Fine grit sandpaper (if desired), Pencil, 1” Foam applicator, Small round paintbrush, Stencil tape
- If desired, sand the wood frame smooth.
- Tip: When creating a wood burned project, select a wood surface that has a smooth, close grain without bumps, ridges or large pores.
- Draw a pattern on the frame surface; using the Paisley Delight stencil. Position the stencil where desired, then pencil through the stencil to create a pattern, continue drawing a pattern through the stencil until the desired pattern is achieved.
- Note: On our sample, we created an “L” effect and allowed the upper right corner free to embellish with a little stenciling.
- Insert the desired tip into the 2-n-1 Craft Tool and screw into place until it no longer moves. There are four different wood burning tips Universal Point (angled chisel edge tip), Flow Point (looks like a rounded metal dowel tip), Shading Point (appears like a leaf shape) and the Cone Point (which looks like a rounded tip cone similar to a ballpoint pen) as well as two super fine point tips which are perfect for cutting stencils: a Straight Tip and a Curved Tip. Each tip or point will provide you a completely different wood burn look.Try each tip on a scrap piece of wood or on the back of your project to “test” the tips and determine the look that can be achieved with each tip. We used the “universal point” tip for most of the project. Once inserted and screwed down in place, rest your tool on the metal easel/stand that comes in the package.
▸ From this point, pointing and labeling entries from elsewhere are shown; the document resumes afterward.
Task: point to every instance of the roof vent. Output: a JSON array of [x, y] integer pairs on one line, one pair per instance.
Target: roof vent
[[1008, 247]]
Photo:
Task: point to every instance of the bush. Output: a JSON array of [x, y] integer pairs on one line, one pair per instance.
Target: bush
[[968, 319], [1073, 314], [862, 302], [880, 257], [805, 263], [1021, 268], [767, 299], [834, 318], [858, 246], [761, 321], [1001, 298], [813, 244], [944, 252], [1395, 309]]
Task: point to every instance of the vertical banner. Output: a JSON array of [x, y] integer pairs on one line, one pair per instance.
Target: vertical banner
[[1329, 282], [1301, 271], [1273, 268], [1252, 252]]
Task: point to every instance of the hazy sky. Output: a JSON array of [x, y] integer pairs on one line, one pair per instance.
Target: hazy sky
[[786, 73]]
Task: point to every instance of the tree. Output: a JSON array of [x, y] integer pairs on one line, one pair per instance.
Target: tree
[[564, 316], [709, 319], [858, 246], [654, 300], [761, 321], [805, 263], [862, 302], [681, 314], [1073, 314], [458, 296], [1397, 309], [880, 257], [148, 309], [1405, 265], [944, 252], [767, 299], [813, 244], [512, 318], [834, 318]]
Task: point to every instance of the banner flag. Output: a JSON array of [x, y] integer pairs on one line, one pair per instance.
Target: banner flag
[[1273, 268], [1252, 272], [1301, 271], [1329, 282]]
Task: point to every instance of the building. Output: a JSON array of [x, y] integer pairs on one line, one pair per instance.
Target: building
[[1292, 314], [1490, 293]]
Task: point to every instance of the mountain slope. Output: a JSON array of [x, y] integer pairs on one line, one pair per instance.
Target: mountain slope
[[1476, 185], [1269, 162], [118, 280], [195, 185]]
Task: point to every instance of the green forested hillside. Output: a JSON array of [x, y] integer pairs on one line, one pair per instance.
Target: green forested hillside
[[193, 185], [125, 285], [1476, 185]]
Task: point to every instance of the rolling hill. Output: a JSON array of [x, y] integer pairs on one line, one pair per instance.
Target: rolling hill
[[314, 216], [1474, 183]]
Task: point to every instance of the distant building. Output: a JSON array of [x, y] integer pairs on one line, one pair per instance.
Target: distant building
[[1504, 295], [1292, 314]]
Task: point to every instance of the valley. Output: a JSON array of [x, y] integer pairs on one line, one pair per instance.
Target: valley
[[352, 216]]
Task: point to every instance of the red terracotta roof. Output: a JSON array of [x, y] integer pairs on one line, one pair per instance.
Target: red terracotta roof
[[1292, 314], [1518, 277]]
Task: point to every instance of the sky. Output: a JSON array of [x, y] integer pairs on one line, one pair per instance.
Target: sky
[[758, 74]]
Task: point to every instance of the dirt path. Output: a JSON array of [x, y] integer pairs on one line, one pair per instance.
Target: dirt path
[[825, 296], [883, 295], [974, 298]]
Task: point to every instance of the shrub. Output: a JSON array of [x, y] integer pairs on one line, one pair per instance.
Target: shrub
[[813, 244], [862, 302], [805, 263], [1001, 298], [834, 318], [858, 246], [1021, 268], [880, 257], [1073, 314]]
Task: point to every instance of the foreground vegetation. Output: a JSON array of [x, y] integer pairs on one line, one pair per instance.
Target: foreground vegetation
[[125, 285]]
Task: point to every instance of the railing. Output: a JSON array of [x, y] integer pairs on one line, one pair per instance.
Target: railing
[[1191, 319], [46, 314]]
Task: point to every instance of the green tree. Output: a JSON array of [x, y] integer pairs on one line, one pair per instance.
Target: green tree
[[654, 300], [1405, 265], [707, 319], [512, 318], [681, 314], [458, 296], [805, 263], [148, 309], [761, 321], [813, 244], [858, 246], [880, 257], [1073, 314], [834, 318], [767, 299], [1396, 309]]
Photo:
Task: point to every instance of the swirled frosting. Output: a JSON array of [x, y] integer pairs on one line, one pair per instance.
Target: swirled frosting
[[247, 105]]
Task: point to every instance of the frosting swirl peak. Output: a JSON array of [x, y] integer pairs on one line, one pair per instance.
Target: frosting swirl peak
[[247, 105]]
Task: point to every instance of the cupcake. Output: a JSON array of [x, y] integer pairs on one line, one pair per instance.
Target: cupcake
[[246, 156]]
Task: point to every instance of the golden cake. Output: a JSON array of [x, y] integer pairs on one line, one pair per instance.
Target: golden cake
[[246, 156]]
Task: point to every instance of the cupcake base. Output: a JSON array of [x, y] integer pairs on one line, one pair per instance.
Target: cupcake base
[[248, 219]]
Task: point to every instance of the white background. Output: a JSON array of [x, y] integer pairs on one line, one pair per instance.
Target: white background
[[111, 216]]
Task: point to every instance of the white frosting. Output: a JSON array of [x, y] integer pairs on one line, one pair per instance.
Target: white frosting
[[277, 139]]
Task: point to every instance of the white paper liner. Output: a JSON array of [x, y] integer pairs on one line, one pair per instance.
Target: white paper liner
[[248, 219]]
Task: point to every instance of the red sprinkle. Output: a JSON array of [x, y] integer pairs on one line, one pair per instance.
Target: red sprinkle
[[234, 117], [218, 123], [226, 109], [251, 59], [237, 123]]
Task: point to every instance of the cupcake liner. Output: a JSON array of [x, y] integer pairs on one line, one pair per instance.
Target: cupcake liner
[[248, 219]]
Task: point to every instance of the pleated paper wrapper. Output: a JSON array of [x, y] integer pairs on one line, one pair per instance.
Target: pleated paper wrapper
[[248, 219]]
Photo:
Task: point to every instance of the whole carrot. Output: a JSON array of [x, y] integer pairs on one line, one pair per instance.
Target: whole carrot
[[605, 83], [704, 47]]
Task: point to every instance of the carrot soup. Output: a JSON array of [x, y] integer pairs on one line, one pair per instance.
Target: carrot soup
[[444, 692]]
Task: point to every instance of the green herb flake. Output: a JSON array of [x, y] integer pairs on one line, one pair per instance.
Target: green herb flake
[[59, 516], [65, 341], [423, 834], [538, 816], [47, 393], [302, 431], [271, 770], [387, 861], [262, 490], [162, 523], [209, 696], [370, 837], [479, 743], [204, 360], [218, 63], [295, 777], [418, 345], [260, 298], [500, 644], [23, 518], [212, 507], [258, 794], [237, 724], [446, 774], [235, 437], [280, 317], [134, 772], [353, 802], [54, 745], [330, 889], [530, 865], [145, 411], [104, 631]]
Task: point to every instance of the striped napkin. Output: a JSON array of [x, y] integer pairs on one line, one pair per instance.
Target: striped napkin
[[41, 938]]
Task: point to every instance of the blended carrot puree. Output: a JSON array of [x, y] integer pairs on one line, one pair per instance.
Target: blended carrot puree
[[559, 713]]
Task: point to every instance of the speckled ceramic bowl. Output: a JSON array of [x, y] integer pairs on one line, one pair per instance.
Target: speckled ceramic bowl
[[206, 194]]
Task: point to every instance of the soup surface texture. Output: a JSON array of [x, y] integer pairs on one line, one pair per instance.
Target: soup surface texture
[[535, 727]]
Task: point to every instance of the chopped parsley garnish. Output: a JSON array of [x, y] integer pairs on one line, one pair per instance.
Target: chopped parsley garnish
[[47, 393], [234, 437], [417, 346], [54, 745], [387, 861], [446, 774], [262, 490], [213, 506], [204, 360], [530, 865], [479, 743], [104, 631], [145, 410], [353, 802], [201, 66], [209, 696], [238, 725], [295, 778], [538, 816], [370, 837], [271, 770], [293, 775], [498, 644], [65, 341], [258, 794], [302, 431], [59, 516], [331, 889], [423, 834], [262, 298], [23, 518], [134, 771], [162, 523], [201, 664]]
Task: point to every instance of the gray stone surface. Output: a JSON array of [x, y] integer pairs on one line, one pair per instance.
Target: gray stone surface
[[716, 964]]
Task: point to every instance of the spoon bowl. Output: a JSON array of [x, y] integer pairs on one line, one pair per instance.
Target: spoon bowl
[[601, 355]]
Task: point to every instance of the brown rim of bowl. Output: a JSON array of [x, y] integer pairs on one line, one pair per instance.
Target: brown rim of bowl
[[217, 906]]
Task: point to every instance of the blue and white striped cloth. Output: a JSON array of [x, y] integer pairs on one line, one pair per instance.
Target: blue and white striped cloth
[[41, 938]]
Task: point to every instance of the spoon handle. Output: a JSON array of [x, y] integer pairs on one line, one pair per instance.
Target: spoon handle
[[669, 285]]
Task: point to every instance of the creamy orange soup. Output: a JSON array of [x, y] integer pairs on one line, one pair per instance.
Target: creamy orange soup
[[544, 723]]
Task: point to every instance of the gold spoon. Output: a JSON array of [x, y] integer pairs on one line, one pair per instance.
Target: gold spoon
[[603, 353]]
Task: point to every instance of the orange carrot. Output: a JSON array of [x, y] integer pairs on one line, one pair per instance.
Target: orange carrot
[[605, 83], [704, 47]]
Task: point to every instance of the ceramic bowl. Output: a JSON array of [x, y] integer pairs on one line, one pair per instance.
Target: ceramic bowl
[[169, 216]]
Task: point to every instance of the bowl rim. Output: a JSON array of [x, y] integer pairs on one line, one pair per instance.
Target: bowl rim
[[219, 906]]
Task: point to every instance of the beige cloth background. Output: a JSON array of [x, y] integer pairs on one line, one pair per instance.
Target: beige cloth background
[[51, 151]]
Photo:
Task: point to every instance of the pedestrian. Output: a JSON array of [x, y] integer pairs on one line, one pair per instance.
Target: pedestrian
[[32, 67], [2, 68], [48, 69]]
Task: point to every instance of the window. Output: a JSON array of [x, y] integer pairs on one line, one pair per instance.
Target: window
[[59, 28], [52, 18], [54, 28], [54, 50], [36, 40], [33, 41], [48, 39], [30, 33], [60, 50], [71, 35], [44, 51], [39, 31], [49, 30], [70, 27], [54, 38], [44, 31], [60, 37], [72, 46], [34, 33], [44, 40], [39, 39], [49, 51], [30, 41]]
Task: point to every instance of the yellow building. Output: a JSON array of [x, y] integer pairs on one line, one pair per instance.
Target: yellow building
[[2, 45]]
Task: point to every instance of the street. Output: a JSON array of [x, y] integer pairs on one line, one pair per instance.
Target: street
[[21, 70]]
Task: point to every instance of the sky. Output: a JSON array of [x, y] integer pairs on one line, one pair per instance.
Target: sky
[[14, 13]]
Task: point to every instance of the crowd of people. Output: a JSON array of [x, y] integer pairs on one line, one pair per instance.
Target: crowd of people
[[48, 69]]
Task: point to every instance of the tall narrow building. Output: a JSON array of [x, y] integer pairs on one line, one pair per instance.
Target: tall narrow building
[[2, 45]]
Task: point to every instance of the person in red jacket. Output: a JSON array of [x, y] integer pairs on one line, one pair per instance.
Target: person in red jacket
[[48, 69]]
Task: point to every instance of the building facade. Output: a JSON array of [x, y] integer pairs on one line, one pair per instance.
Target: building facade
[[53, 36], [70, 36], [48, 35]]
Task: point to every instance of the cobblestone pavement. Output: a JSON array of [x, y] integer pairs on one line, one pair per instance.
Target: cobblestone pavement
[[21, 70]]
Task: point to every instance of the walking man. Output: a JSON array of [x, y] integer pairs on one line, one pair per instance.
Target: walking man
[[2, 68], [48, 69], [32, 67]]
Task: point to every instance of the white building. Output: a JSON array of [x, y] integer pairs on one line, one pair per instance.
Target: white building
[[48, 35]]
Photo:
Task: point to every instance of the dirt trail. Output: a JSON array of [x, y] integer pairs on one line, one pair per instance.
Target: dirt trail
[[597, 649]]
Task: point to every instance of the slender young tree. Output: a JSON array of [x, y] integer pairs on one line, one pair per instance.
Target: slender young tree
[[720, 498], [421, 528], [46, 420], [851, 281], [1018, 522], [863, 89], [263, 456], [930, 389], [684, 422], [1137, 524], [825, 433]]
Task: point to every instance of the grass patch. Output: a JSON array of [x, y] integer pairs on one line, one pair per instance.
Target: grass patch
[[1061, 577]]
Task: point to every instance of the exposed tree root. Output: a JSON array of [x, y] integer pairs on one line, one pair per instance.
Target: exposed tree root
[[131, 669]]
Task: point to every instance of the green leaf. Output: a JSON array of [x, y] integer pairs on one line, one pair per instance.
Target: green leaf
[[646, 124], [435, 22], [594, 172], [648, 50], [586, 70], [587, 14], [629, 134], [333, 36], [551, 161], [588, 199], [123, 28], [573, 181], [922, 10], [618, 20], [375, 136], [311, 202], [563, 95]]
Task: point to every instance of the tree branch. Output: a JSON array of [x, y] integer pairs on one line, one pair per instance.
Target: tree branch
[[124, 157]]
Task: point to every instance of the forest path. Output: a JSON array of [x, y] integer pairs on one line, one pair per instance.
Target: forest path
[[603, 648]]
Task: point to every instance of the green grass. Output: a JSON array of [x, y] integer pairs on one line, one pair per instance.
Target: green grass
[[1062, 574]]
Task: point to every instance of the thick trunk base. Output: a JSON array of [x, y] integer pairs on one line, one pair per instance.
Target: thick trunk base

Lastly, plug your 2-n-1 Craft Tool into a wall socket and flip the switch to turn it on. Allow a couple minutes for the tool to heat up.
- Tip: To lock your easel/stand in place so that the hot wood burning tool does not shift or move, place a length of stencil tape over the legs of the easel/stand and tape it to your work surface.
- When the tool is hot, using light pressure begin touching the surface with the point of the universal point and move towards you directing the heated tip to follow the pencil lines of your pattern. Continue burning the outlines of each paisley until the entire paisley design has been wood burned. To create the line work between the curving paisley designs, position the chisel edge of the universal tip flat to the surface.
- Tip: To intensify the burn or darken an area to shade, simply go over the burned area a second time.
- To create the dots that are scattered throughout the design, switch the tip to the cone point.
- Tip: To change tips, either turn the unit off and unplug it from the wall to allow it to completely cool down before handling, or keep a pair of flat nose jewelry pliers handy to grasp onto the hot tip when removing it from the tool. To create even dots, hold the tool straight up vertically when touching the surface.
- Tip: The longer you hold the tool in one place of the more pressure you apply, the larger and deeper the wood burned dot.
- Erase any exposed pencil lines after all wood burning is completed.
- Tip: Exposed pencil lines can be removed with an eraser after the entire design has been completed.
- If desired, embellish the top right corner of the frame with a small portion of the Paisley Delight stencil. I used Teal FolkArt Multi-Surface Paint to stencil the small design.
- To embellish the wood burned pattern with a light wash of color use FolkArt Multi-Surface Paints. Thin Teal with a small amount of water, then lightly brush the thinned paint onto the area to be colored with a small round brush.
- Both the inside and outer edge of the frame were painted Teal using a 1” foam applicator to accent the edges.